Content area
Full Text
Introduction
Extensible Markup Language (XML) is a simplified subset of the Standard Generalized Markup Language (SGML), which was created in the mid-1990s for specifying documents that can be exchanged and automatically processed by machines ([6], [7] Bray et al. , 2006a, b). One of the advantage of XML as a data exchange format is the standardization of validation technology, which is good for both parties who exchange data using XML on the web. As a result, XML is fast emerging as the dominant standard for data representation and exchange over the internet.
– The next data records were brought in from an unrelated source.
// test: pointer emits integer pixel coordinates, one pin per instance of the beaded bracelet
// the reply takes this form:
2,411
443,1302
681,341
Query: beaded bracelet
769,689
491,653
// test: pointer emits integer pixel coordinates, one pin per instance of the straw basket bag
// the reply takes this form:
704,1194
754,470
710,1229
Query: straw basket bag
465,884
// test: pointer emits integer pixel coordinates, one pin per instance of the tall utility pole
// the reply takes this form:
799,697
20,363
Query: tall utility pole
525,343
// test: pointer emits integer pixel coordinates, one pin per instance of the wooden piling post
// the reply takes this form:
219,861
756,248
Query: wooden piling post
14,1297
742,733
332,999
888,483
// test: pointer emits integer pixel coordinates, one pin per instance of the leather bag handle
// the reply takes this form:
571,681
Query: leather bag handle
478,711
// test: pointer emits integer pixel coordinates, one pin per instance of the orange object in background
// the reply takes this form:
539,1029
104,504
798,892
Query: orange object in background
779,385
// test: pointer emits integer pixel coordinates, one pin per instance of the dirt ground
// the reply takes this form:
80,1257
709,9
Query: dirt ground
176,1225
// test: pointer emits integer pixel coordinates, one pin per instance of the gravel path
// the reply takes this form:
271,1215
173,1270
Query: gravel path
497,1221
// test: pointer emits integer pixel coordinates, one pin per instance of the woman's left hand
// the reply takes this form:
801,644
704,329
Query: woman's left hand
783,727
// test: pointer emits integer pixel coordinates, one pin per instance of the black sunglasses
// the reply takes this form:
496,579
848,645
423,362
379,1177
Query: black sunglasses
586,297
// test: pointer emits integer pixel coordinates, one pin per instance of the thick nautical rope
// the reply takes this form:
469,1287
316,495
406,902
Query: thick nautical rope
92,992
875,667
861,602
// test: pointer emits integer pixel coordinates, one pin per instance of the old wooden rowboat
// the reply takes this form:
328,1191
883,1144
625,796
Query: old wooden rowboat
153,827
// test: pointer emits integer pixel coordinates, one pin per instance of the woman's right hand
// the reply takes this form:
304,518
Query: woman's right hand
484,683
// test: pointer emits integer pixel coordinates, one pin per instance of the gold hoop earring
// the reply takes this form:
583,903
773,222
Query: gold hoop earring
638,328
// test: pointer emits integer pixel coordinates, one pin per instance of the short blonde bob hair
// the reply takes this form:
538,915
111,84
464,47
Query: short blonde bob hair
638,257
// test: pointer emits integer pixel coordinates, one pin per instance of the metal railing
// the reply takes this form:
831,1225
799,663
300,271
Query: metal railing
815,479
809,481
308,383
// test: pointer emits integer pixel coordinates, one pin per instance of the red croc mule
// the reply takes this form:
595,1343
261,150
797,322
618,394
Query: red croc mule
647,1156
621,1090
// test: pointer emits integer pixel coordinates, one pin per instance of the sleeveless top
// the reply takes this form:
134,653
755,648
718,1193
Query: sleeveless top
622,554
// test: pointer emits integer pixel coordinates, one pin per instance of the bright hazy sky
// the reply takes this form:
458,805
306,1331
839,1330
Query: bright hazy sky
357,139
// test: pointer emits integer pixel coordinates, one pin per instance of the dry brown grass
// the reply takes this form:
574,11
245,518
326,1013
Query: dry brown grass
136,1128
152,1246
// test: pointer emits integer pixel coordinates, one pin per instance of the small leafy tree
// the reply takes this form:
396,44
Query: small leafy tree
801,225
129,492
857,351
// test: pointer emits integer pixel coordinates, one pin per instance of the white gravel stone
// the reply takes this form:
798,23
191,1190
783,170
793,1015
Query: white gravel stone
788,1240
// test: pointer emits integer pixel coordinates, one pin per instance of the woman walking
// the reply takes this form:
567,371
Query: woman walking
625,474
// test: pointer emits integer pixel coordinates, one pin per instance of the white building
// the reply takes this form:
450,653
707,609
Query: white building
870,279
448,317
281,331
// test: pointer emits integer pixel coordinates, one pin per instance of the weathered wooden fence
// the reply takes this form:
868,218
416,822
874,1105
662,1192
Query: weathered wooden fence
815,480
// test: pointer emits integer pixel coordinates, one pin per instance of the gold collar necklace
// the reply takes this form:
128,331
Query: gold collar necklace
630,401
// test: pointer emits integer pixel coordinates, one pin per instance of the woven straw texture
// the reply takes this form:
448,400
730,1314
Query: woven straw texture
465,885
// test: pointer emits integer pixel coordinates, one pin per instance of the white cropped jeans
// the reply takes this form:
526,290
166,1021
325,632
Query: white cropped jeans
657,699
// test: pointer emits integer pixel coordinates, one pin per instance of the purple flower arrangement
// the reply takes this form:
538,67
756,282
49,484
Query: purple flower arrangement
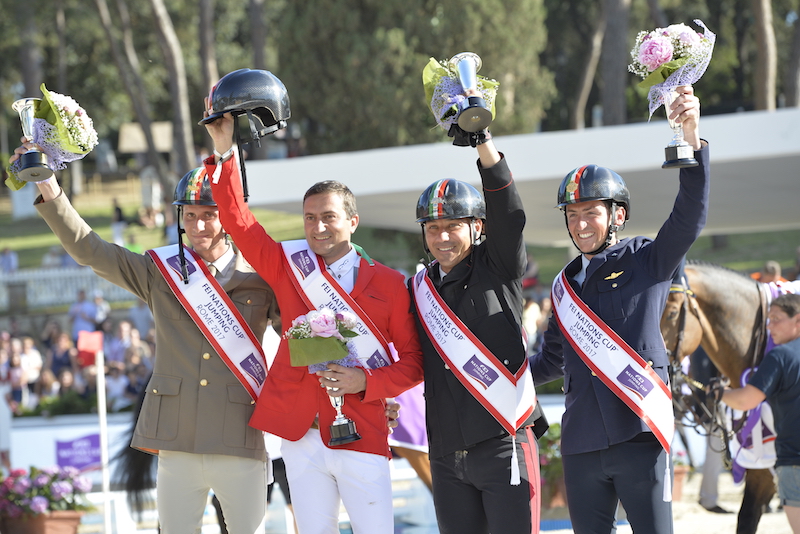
43,490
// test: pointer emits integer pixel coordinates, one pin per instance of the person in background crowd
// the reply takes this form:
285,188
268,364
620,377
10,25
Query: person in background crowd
102,309
777,380
82,314
63,355
49,335
9,261
32,361
7,409
141,317
52,258
118,345
118,224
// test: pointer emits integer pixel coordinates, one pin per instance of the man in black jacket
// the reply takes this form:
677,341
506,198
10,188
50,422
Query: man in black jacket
468,305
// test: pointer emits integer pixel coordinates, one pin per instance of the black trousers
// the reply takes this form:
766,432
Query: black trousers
633,473
472,493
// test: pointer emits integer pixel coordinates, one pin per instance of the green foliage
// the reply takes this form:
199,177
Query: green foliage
68,403
550,463
354,75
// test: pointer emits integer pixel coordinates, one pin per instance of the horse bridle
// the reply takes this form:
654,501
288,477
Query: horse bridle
699,409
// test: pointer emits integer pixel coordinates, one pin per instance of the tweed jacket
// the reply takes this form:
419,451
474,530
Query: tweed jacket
630,301
194,403
292,398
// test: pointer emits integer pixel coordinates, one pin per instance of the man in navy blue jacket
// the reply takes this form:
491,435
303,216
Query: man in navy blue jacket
610,452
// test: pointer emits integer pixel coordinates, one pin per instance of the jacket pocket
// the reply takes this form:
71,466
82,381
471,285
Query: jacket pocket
161,408
615,292
239,408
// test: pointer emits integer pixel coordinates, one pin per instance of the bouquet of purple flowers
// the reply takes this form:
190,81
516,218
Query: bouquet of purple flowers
666,58
320,337
43,490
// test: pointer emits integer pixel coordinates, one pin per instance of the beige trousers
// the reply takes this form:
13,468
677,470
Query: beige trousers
184,480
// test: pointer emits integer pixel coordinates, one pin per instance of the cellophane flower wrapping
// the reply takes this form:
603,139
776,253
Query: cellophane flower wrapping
443,92
666,58
320,337
64,131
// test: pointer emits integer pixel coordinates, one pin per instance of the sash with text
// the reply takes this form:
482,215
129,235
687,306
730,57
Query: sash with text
510,398
319,289
614,361
215,315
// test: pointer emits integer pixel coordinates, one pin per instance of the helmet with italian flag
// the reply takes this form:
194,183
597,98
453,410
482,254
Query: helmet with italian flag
194,189
450,199
592,182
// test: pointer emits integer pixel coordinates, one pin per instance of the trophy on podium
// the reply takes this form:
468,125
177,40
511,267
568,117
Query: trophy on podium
665,59
678,153
343,430
473,114
33,163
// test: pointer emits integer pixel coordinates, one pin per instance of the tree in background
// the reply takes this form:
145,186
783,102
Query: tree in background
355,75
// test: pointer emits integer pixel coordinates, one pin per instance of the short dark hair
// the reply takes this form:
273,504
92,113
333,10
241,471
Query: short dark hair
332,186
789,303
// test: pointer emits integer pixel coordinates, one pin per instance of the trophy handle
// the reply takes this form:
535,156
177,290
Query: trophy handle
473,116
678,153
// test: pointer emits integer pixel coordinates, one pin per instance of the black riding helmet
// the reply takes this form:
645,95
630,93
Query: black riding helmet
592,182
450,199
257,93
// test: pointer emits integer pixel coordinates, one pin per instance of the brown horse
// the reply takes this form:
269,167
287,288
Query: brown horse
724,311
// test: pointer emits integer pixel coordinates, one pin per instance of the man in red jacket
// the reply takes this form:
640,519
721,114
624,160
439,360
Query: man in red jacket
292,405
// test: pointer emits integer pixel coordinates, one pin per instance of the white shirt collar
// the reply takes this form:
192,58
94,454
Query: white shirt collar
581,276
223,261
342,268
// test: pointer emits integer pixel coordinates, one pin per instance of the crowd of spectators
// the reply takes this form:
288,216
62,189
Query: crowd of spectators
47,366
Document type definition (DTD) is the first and widely used schema language built into XML ([6], [7] Bray et al. , 2006a, b). Its technical underpinnings come from the theory of formal languages, and general-purpose parsers that can validate any document against any DTD are well known ([2] Bernstein et al. , 2005). It uses a set of rules to define a schema, which is very concise and easy to read. However, its support for schema structure is minimal and has a rather restricted expressive power ([17] Lee and Chu, 2002).
With the fast development, XML has introduced the possibility of treating web documents as data sources that can be queried (as with database relations) and that can be related to each other through semantically meaningful links (as with foreign-key constraints). It was at this point that XML began to outgrow its SGML heritage. One of the first enhancements is XML namespaces ([6], [7] Bray et al. , 2006a, b). Another important enhancement is the development of the XML schema specification ([8] Brown et al. , 2001), which is designed to rectify many of limitation of DTD as a data definition language ([2] Bernstein et al. , 2005). These limitations include the following:
- DTD does not support namespaces.
- The syntax of DTD is quite different from that of XML documents so we cannot use standard XML tools to manipulate DTD schemas.
- DTD only supports a few built-in types such as CDATA, PCDATA and does not support user-defined types and cannot constrain character data.
- DTD provides only limited means for expressing data-consistency constraints. It does not have keys (except for the limited ID type), and the mechanism for specifying referential...